OpenEO is an initiative to define an open API for accessing cloud-based Earth observation data processing engines, explained in this blog post.
The EODC had been so kind to set us up with access to a virtual machine in their data center, and this illustrates the problem with remote sensing data is that there are many and they are big. Part of the archive we looked at was found here:
xxxxxxxx@openeo1:~$ df -h /eodc/products/ Filesystem Size Used Avail Use% Mounted on XX.XXX.XX.XXX:/products 1.4P 1.3P 159T 89% /eodc/products
How big is 1.3 petabyte? I often try to relate to the latest fixed-size digital medium we used, the CD-R:
How many? Mmm.
1.3 * 1024^5 / (700 * 1024^2) ##  1994092
2 Million: a stack of 2.4 km, or 10 km when we put them in a case.

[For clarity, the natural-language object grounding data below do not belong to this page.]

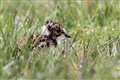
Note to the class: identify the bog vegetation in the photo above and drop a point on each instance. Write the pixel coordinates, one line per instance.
(92, 54)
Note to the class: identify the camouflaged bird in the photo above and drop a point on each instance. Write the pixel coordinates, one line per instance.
(52, 33)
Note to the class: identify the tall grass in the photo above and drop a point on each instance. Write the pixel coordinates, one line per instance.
(91, 54)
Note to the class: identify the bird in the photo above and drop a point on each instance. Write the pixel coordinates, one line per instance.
(52, 33)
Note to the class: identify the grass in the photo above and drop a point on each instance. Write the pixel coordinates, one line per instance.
(91, 54)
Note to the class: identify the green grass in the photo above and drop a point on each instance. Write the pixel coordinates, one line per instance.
(92, 53)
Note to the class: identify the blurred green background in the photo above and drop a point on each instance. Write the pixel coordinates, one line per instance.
(95, 29)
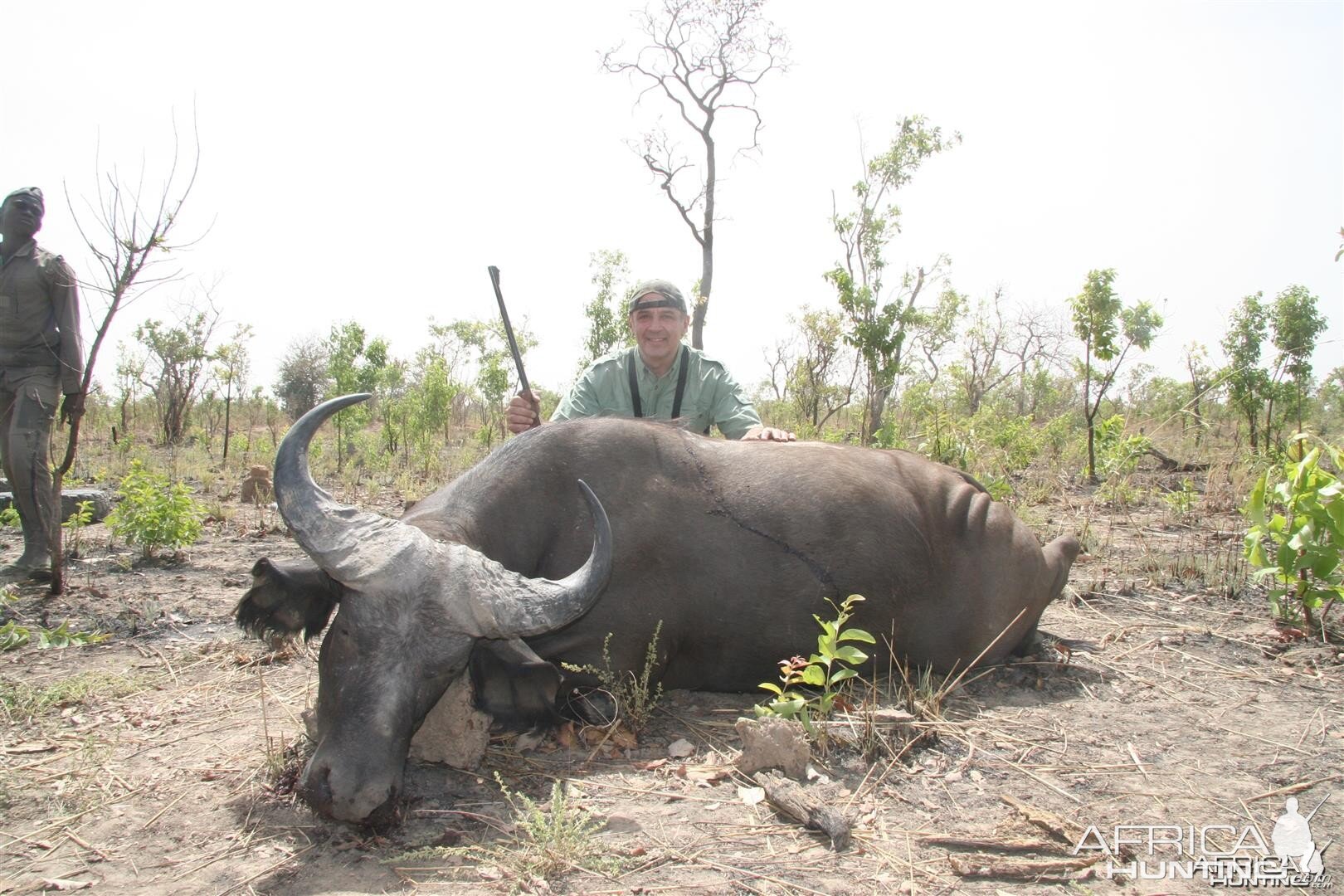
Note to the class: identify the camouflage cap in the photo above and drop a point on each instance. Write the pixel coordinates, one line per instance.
(670, 293)
(32, 192)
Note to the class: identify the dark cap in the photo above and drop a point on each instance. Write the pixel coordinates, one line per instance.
(671, 296)
(32, 192)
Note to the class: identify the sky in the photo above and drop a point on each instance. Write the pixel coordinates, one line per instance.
(368, 163)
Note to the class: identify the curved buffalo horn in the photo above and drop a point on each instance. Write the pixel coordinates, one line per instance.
(351, 546)
(362, 550)
(507, 605)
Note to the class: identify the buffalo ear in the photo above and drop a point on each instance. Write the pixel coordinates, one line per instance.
(286, 598)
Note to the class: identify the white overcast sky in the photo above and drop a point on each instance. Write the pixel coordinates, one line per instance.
(368, 162)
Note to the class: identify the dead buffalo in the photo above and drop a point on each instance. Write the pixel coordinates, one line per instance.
(732, 546)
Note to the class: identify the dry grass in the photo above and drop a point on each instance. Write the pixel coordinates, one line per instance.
(158, 762)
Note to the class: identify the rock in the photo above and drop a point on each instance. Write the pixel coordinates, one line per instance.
(773, 743)
(455, 733)
(256, 486)
(100, 504)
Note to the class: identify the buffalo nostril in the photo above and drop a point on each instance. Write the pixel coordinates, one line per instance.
(316, 789)
(387, 813)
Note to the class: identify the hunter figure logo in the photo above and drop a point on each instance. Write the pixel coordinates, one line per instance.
(1293, 839)
(1220, 855)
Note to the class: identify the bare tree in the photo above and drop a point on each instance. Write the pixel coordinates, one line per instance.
(1030, 336)
(780, 358)
(706, 58)
(129, 229)
(182, 358)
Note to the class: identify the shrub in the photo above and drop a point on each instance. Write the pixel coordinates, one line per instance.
(1298, 533)
(155, 514)
(828, 670)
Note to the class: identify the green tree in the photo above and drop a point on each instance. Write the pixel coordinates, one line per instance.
(353, 366)
(231, 367)
(606, 310)
(182, 355)
(1248, 383)
(880, 323)
(706, 58)
(303, 379)
(1200, 382)
(1294, 325)
(1108, 331)
(816, 379)
(494, 367)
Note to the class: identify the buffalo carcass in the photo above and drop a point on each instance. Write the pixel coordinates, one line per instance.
(732, 546)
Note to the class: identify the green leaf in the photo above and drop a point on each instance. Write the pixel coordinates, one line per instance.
(815, 676)
(1254, 508)
(841, 674)
(854, 655)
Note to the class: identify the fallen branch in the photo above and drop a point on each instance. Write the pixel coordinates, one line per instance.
(791, 800)
(1172, 465)
(1010, 845)
(984, 865)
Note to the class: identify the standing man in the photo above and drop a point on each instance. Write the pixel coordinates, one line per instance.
(657, 377)
(41, 358)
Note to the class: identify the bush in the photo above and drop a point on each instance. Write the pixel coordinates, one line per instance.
(1298, 533)
(155, 514)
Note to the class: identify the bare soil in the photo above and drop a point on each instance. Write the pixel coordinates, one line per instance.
(163, 759)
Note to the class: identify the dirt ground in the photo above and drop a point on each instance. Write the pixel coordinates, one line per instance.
(156, 761)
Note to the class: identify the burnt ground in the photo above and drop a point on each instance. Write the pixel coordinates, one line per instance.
(162, 759)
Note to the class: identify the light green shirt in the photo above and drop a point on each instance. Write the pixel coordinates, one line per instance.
(711, 394)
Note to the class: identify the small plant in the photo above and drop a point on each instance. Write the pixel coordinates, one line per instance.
(15, 635)
(633, 698)
(1118, 455)
(153, 514)
(1181, 501)
(74, 525)
(1298, 533)
(553, 840)
(548, 840)
(827, 670)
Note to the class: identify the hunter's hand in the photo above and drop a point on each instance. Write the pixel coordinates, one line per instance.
(523, 412)
(767, 434)
(71, 409)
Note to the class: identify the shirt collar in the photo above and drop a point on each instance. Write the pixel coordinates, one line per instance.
(27, 250)
(676, 364)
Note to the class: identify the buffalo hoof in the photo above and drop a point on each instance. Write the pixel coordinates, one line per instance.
(359, 807)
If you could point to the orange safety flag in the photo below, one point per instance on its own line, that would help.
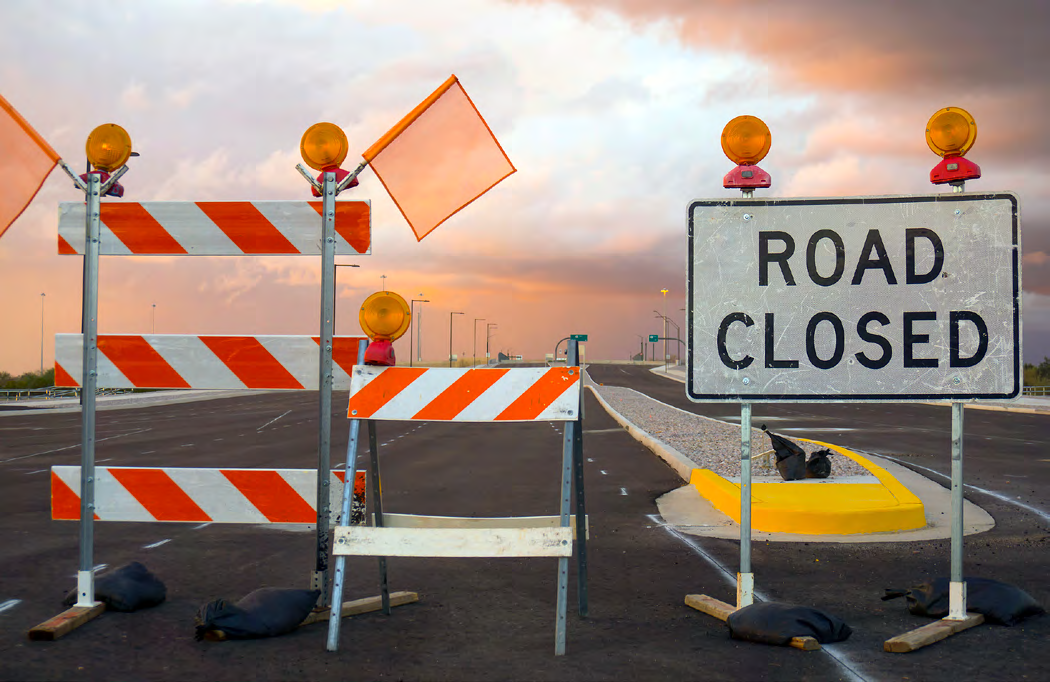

We first talked quite a while about what RESTful APIs are, how they work, their verbs (GET, PUT, POST, etc), resources, what microservices are, and how they can be standardised e.g. following the Open API initiative. Then, we tried to define a simple challenge that uses REST, and uses Earth observation data.
In the challenge, We didn’t want to work with the large amounts of data straight away. Instead, we tried to a challenge as simple as possible, namely adding two bands from a particular Sentinel-2 scene, and returning the result as a GeoTIFF.
We worked in three teams:
- team 2 worked on a Python solution,
- team 3 worked on a pure R solution.
After around 3-4 hours, all teams had managed to get a RESTfull service doing this:
team 1 had most man power, but also most work to do; the solution was in the end the fastest, because the SciDB backend is highly scalable, using 24 cores or so
We discussed quite at length what it will take to realize the OpenEO ambition. Adding two bands is easy, handling large collections of scenes is not. My respect for what the people from Google Earth Engine have realized has grown, their award from ASPRS is more than deserved. Nevertheless, it is isolated, closed source, practically impossible to verify.
We also drafted service calls, discussed coordinate reference systems of tile/scene collections, and looked at covjson. And one of the most attractive ideas (for some of us): to submit your Python or R function to the imagery server, and have it work, in parallel, over the scenes, returning the requested summary.
Certain terms (scene, tile, pixel) reoccurred many times, seemingly stretching across the different used back-ends but there were slight differences - a huge challenge for an API intending to be useful to many. Discussing the API design, we struggled with the user perspective: is the user the analyst, or the developer? Who do we accommodate with the used terms?